Blaufränkisch

Blaow-frahn-kish

Parents & Origin: Gouais blanc + Blaue Zimmettraube (Austria)
Grape: Small, spherical, dark skin
Flavors: Blackberry, black cherry, dark chocolate, allspice, pepper
Notable Regions: Austria, Germany, Washington State
Sweetness: Dry
Body: Medium
Tannins: Medium-high
Acidity: Medium-high
ABV: 13.5-15%

The History of Blaufränkisch

Blaufränkisch is one of Austria’s most famous wine grapes, producing a tannic wine with medium body. Wine has been made in Austria since the Middle Ages, and in this case, Blaufränkisch likely emerged in a swath of land covering much of Dalmatia, the central European area that contains much of modern-day Austria and Hungary. Recent DNA analysis revealed that Blaufränkisch’s parents are Gouais blanc (a French-named grape thought to have originated in Eastern Europe) and the Blaue Zimmettraube grape.

Production of Blaufränkisch was widespread but sporadic and unregulated for most of its history. The grape had several synonymous names, from Kékfrankos in Hungary to the more common Limberger/Lemberger name that originated from a pair of Austro-Hungarian cities in the late 19th century.

The first documented discussion of the Blaufränkisch name came in 1862 when the grape was displayed in a wine exhibition in Vienna. In 1875, the France-based International Ampelographic Commission adopted Blaufränkisch as the sanctioned name.

In the mid-20th century, Blaufränkisch spread outside of its ancestral home in Austria, with many winemakers in the U.S. state of Washington beginning to cultivate the grape. Washington offers a similarly cool climate to Austria, allowing for a similar wine to be produced (most commonly called Lemberger there).

Interesting Fact: One Washington winemaker started calling its Blaufränkisch wines “Blue Franc,” as the previous Lemberger name was often confused with the pungent Limburger cheese.

Blaufränkisch Food Pairings

Due to its tannins, medium-high acidity and medium body, Blaufränkisch pairs well with a wide variety of foods than most reds.

The Best Blaufränkisch Food Pairings

Blaufränkisch’s bold flavors go best with local Austrian or German foods such as smoked sausage, red potato goulash, and cheesy spaetzle dumplings.
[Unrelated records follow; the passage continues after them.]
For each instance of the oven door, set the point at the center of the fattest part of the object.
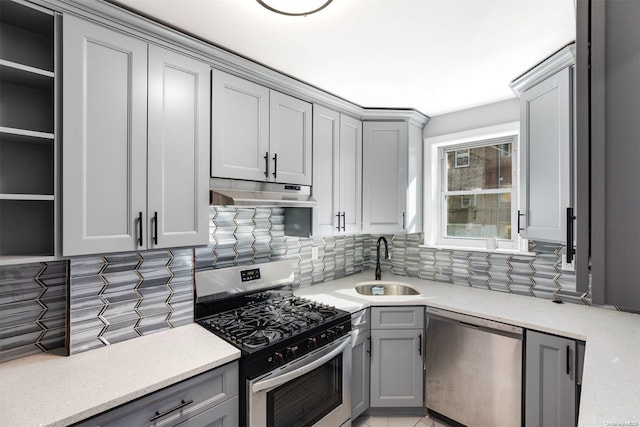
(314, 390)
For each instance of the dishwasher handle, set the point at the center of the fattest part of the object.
(486, 325)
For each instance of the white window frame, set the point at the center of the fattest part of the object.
(434, 211)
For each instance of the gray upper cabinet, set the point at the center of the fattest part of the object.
(290, 138)
(550, 380)
(178, 149)
(240, 128)
(545, 158)
(609, 95)
(392, 177)
(259, 134)
(109, 158)
(337, 179)
(28, 134)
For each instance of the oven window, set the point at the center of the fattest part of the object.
(307, 399)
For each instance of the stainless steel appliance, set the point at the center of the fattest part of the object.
(473, 369)
(295, 365)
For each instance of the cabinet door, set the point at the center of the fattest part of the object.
(360, 373)
(350, 172)
(240, 128)
(545, 162)
(384, 176)
(397, 317)
(290, 139)
(326, 141)
(549, 381)
(105, 139)
(396, 368)
(178, 150)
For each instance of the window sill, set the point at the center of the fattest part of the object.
(478, 249)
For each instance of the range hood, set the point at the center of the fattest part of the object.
(259, 194)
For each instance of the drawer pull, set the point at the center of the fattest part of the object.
(180, 406)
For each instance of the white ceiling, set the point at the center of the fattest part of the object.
(436, 56)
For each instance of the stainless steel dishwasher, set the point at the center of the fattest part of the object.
(473, 369)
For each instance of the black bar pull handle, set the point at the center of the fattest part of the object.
(181, 405)
(155, 228)
(139, 228)
(519, 228)
(275, 166)
(570, 251)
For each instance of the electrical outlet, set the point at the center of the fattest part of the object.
(568, 266)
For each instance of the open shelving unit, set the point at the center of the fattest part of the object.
(28, 154)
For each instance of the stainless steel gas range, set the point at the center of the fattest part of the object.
(295, 365)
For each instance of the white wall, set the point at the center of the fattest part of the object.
(473, 118)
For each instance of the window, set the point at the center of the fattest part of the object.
(473, 188)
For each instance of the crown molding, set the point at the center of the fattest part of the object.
(115, 16)
(563, 58)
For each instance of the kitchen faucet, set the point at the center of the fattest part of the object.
(386, 256)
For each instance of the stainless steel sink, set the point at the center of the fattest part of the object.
(382, 288)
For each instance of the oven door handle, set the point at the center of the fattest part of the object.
(284, 378)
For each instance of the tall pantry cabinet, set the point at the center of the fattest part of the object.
(135, 165)
(28, 133)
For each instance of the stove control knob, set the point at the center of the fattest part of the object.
(278, 358)
(291, 352)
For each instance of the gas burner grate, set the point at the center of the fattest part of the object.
(266, 322)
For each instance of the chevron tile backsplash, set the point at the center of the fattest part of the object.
(114, 298)
(118, 297)
(538, 275)
(33, 308)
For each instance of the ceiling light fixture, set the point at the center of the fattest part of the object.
(295, 7)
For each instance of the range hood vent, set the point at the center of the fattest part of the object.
(259, 194)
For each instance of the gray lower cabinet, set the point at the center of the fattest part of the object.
(397, 363)
(360, 363)
(552, 378)
(208, 399)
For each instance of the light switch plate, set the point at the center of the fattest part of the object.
(566, 266)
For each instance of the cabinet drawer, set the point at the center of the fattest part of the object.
(361, 320)
(176, 403)
(397, 317)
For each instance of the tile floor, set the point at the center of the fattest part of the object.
(396, 421)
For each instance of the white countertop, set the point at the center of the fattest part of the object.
(52, 390)
(611, 377)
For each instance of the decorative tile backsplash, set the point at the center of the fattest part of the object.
(118, 297)
(114, 298)
(33, 308)
(253, 235)
(537, 275)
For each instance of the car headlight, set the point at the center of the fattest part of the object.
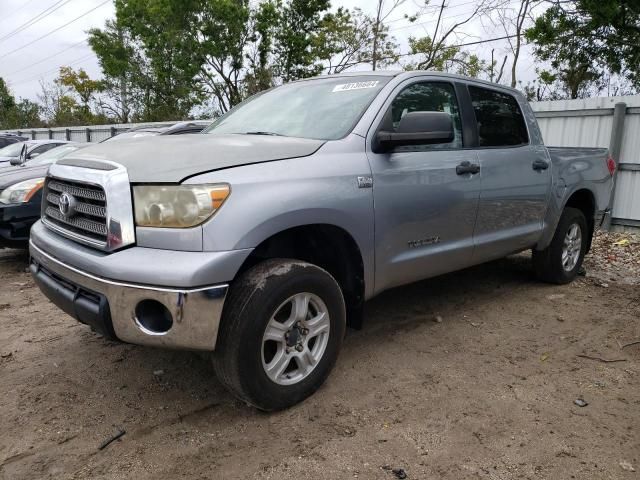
(21, 192)
(177, 206)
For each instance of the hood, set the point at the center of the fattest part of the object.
(12, 175)
(172, 159)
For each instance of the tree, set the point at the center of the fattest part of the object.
(379, 30)
(296, 23)
(434, 51)
(17, 114)
(586, 39)
(225, 31)
(7, 105)
(512, 23)
(346, 39)
(80, 83)
(162, 51)
(120, 69)
(57, 105)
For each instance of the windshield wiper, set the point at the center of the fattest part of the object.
(264, 133)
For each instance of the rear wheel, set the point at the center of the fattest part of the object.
(281, 332)
(561, 260)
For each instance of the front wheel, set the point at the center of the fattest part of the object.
(281, 332)
(561, 260)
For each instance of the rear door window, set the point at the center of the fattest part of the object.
(500, 120)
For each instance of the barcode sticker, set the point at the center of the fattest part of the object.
(344, 87)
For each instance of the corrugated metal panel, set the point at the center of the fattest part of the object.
(575, 128)
(627, 200)
(630, 152)
(592, 131)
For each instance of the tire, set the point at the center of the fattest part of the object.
(549, 264)
(264, 296)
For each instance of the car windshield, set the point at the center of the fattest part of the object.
(12, 150)
(52, 155)
(325, 109)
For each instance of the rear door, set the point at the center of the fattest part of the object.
(515, 173)
(424, 210)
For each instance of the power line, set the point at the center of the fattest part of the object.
(468, 13)
(44, 14)
(55, 30)
(18, 10)
(46, 59)
(38, 76)
(466, 44)
(434, 12)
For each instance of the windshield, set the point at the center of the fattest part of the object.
(325, 109)
(52, 155)
(12, 150)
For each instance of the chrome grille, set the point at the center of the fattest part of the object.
(88, 218)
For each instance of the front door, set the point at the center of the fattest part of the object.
(425, 210)
(516, 177)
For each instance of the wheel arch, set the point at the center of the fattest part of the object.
(326, 245)
(584, 200)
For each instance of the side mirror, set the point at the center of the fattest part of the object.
(418, 128)
(21, 158)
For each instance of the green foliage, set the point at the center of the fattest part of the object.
(584, 40)
(346, 39)
(444, 58)
(16, 114)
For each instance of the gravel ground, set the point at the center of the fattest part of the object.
(470, 375)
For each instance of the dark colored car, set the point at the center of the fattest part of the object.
(34, 149)
(21, 194)
(9, 138)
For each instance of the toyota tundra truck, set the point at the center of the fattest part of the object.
(260, 239)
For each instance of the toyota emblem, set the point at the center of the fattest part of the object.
(66, 204)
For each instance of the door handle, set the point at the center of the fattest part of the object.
(540, 164)
(467, 167)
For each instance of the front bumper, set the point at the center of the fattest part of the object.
(110, 306)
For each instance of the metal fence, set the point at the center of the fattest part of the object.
(584, 123)
(89, 133)
(611, 122)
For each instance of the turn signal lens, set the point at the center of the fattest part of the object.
(611, 165)
(177, 206)
(21, 192)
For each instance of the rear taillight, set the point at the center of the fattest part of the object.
(611, 165)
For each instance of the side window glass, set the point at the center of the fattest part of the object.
(44, 148)
(500, 120)
(427, 97)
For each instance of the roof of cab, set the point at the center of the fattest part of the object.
(414, 73)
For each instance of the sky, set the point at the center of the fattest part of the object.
(39, 36)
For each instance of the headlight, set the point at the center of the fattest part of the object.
(21, 192)
(177, 206)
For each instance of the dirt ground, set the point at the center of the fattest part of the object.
(486, 392)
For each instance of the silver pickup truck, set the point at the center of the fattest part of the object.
(260, 240)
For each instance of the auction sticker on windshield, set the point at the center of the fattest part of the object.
(343, 87)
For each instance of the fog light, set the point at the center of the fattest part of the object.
(153, 317)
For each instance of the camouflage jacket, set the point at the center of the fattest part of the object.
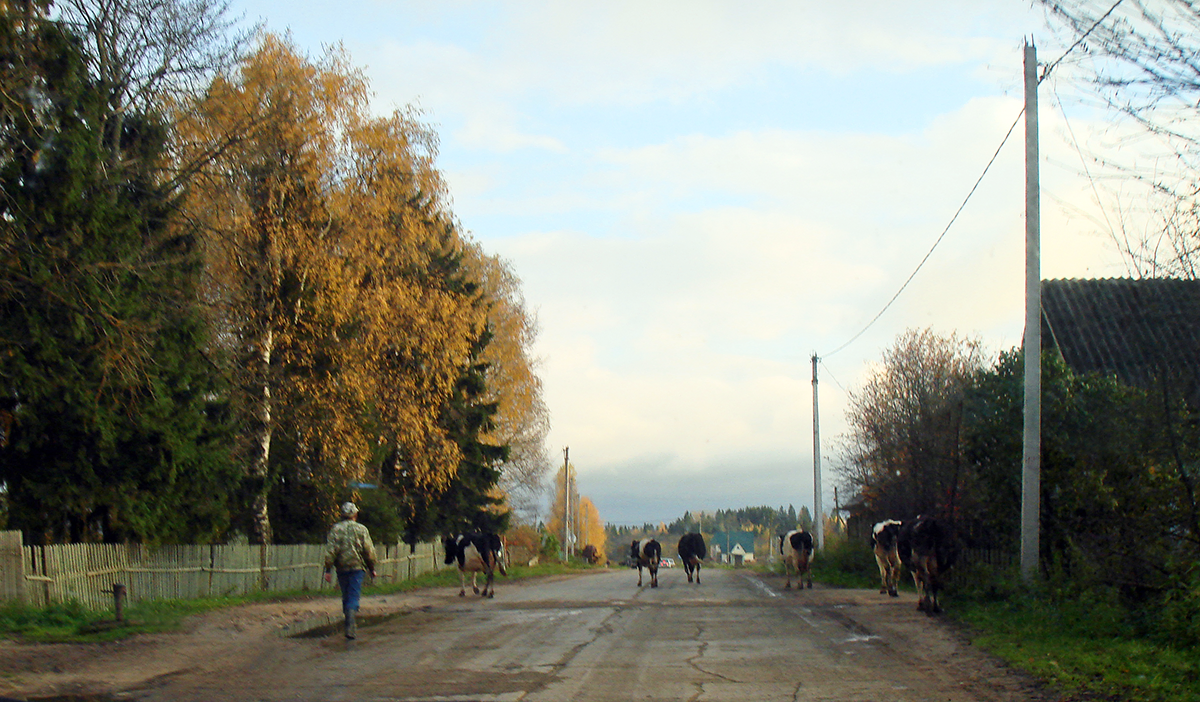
(349, 547)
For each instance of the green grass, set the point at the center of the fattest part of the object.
(1081, 648)
(1083, 645)
(73, 623)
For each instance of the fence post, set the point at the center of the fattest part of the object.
(12, 567)
(263, 583)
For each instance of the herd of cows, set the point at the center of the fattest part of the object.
(923, 545)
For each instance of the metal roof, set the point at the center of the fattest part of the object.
(1135, 329)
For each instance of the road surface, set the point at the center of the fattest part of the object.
(738, 636)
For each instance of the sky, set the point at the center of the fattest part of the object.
(699, 196)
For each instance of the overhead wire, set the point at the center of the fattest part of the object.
(931, 249)
(1044, 75)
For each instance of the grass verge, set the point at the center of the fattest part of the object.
(1080, 649)
(73, 623)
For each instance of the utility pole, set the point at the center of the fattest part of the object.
(567, 502)
(819, 523)
(1031, 474)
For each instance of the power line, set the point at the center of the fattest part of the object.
(1045, 73)
(959, 211)
(1079, 41)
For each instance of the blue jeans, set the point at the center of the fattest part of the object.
(351, 582)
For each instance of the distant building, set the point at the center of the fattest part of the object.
(732, 547)
(1143, 331)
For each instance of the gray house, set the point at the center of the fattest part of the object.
(1144, 331)
(732, 547)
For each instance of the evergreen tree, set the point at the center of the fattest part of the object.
(112, 424)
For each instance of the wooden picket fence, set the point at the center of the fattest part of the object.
(85, 573)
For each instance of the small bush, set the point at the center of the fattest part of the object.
(845, 563)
Food Pairings to Avoid with Blaufränkisch

Due to its high tannin content, Blaufränkisch is not ideal for your lightest dishes, such as seafood, salad, or dessert.

Blaufränkisch Tasting Notes

Blaufränkisch offers primary flavors of blackberry, black cherry, dark chocolate, allspice, and pepper. This dry, deep purple wine is medium-bodied, with medium-high levels of both tannins and characteristic acidity. The structure and mouthfeel are dense and full, though this is less pronounced when the wine is young. While many Blaufränkisch wines are consumed young, the fuller and stronger versions have good aging potential and can develop smooth and velvety characteristics over time.

Blaufränkisch DACG Designations

Blaufränkisch is a permitted varietal under several of Austria’s Districtus Austriae Controllatus (DAC) zones, similar to DOC regions in Italy or DO areas in Spain. Blaufränkisch can be found in the DACs of Mittelburgenland, Leithaberg, Eisenberg, Rosalia, and Carnuntum. Each of these DAC regions have differing requirements, but in general they promote Blaufränkisch as a leading grape and set minimum alcohol levels of usually around 13.5 percent. Regardless of designation, all Blaufränkisch wines bud early and ripen late in the season with generous yields, making them quite demanding on the soil.

Blaufränkisch's Aging Potential

Some fuller-bodied and bolder Blaufränkisch wines make for exceptional bottle aging. A bottle of this type can age for 5-10 years, bringing out more subtle secondary flavors, more moderated acidity, and a more velvety mouthfeel.

Blaufränkisch in a Nutshell

Since its Medieval origins in Austria, Blaufränkisch has become one of Austria’s most beloved red wine varietals. This unique grape offers flavors of blackberry, black cherry, dark chocolate, allspice, and pepper, with a moderate body, medium-high tannins, and medium-high acidity. Pair a bottle of Blaufränkisch with Central European classics such as stewed meat or sausage, sit back, and enjoy a unique wine from the heart of Europe.